The first category is those who are paid to write – journalists, think-tankers, academics. They write well – but generally in specialist mode. They focus on a specific event and then relate this to some more general principles. Journalists (such as Ian McWhirter) and think-tankers (such as Matt Taylor (RSA Head) and Gerry Hassan) find this an effortless task. Academics such as Paul Krugman also have their journalistic side.
Then there are the overtly “political blogs” – politicians and party supporters – most of which confirm how low politics has fallen. So much self-centred and petty comment. Of course there are exceptions and I will add a link when I can find one!!

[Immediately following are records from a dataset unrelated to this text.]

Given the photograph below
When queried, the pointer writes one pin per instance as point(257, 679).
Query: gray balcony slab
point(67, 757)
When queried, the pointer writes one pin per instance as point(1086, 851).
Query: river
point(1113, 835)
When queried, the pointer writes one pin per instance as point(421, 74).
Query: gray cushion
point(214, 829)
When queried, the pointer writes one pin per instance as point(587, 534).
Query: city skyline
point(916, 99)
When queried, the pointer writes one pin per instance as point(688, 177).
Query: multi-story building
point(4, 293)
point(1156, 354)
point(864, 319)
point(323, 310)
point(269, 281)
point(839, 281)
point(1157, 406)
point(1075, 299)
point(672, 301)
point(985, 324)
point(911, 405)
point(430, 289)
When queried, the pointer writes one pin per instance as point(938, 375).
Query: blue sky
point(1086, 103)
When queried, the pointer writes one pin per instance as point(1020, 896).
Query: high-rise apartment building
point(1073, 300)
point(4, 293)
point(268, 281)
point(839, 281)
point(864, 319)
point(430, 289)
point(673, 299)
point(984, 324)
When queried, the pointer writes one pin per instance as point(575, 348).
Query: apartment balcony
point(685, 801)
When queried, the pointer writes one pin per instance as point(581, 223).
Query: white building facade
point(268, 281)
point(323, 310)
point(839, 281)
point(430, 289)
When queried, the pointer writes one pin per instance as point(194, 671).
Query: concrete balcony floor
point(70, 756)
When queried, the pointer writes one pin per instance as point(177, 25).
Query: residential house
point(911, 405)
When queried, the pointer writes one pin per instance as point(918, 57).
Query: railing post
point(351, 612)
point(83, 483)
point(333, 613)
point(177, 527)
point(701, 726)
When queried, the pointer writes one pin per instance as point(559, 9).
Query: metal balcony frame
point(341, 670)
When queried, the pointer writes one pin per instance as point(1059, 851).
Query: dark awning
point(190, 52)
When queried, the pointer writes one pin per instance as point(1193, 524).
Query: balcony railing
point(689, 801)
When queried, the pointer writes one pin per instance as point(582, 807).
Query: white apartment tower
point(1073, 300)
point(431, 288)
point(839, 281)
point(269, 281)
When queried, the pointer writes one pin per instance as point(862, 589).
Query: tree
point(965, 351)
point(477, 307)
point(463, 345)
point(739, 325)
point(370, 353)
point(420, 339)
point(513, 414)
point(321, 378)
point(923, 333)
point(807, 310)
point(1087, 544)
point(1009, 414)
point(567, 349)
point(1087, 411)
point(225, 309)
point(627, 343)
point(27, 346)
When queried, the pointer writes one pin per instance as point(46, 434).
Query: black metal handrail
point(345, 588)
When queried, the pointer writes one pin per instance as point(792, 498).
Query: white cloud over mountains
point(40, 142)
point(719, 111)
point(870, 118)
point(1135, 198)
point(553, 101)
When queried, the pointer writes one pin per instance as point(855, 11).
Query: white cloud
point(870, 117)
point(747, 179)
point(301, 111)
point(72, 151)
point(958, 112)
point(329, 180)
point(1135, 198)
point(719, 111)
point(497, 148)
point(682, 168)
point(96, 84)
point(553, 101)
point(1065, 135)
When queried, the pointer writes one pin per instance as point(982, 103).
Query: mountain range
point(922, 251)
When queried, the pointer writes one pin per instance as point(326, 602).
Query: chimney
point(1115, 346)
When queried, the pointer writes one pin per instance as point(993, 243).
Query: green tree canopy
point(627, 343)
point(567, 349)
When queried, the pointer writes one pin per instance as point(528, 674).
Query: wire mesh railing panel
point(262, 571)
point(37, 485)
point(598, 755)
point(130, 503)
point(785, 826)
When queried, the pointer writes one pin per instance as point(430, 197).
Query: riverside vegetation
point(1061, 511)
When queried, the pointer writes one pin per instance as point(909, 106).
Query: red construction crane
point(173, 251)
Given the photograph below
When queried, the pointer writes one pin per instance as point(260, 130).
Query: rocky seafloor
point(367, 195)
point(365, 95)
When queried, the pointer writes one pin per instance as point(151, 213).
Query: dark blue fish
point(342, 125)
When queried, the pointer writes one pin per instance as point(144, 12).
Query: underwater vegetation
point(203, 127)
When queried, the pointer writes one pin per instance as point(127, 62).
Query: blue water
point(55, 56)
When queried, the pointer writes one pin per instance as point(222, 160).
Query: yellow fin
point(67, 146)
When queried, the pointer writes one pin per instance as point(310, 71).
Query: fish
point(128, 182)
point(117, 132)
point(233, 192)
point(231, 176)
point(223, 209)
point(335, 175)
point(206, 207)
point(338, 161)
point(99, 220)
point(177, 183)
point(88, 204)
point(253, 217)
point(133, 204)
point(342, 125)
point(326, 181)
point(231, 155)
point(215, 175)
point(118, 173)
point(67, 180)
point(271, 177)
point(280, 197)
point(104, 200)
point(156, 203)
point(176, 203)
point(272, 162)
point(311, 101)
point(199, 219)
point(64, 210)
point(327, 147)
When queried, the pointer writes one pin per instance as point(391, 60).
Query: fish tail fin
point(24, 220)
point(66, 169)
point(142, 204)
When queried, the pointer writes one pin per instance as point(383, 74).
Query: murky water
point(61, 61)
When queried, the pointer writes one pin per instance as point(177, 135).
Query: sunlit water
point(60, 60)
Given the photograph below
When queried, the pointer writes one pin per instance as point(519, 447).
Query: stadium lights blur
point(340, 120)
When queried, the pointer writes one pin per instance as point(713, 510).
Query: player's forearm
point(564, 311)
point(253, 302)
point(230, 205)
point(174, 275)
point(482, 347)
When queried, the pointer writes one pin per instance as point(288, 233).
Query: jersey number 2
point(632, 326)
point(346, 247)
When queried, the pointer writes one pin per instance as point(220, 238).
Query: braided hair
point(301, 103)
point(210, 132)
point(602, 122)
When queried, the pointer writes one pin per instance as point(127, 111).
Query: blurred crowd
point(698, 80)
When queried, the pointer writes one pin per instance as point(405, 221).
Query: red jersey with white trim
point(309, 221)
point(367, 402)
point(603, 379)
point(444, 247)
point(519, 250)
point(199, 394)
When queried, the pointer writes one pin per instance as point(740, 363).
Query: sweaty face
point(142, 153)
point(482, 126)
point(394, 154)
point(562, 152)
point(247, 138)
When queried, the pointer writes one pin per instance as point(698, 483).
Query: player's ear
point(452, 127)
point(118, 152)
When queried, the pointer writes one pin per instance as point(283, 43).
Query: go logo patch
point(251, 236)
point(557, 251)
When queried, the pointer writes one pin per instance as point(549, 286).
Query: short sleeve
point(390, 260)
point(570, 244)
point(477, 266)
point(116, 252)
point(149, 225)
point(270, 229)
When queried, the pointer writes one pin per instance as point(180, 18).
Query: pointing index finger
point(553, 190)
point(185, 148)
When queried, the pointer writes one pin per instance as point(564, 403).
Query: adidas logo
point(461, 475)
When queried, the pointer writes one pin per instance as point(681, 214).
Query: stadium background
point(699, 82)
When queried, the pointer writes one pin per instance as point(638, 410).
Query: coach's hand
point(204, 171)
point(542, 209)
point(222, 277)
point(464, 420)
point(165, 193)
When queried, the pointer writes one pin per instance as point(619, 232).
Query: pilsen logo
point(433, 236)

Then there are more theoretical blogs which have an interest in a discipline such as economics or sociology on theory and are generally written by struggling post-graduates. For example http://austrianeconomists.typepad.com/ or http://thesociologicalimagination.com/ or http://www.themonkeycage.org/. They give an insight into the soulless world of academia!

Some blogs are like helpful librarians – referring you on to interesting articles you would otherwise miss eg http://don-paskini.blogspot.com/ And there are digests of blogs eg http://scottishroundup.co.uk/These I enjoy.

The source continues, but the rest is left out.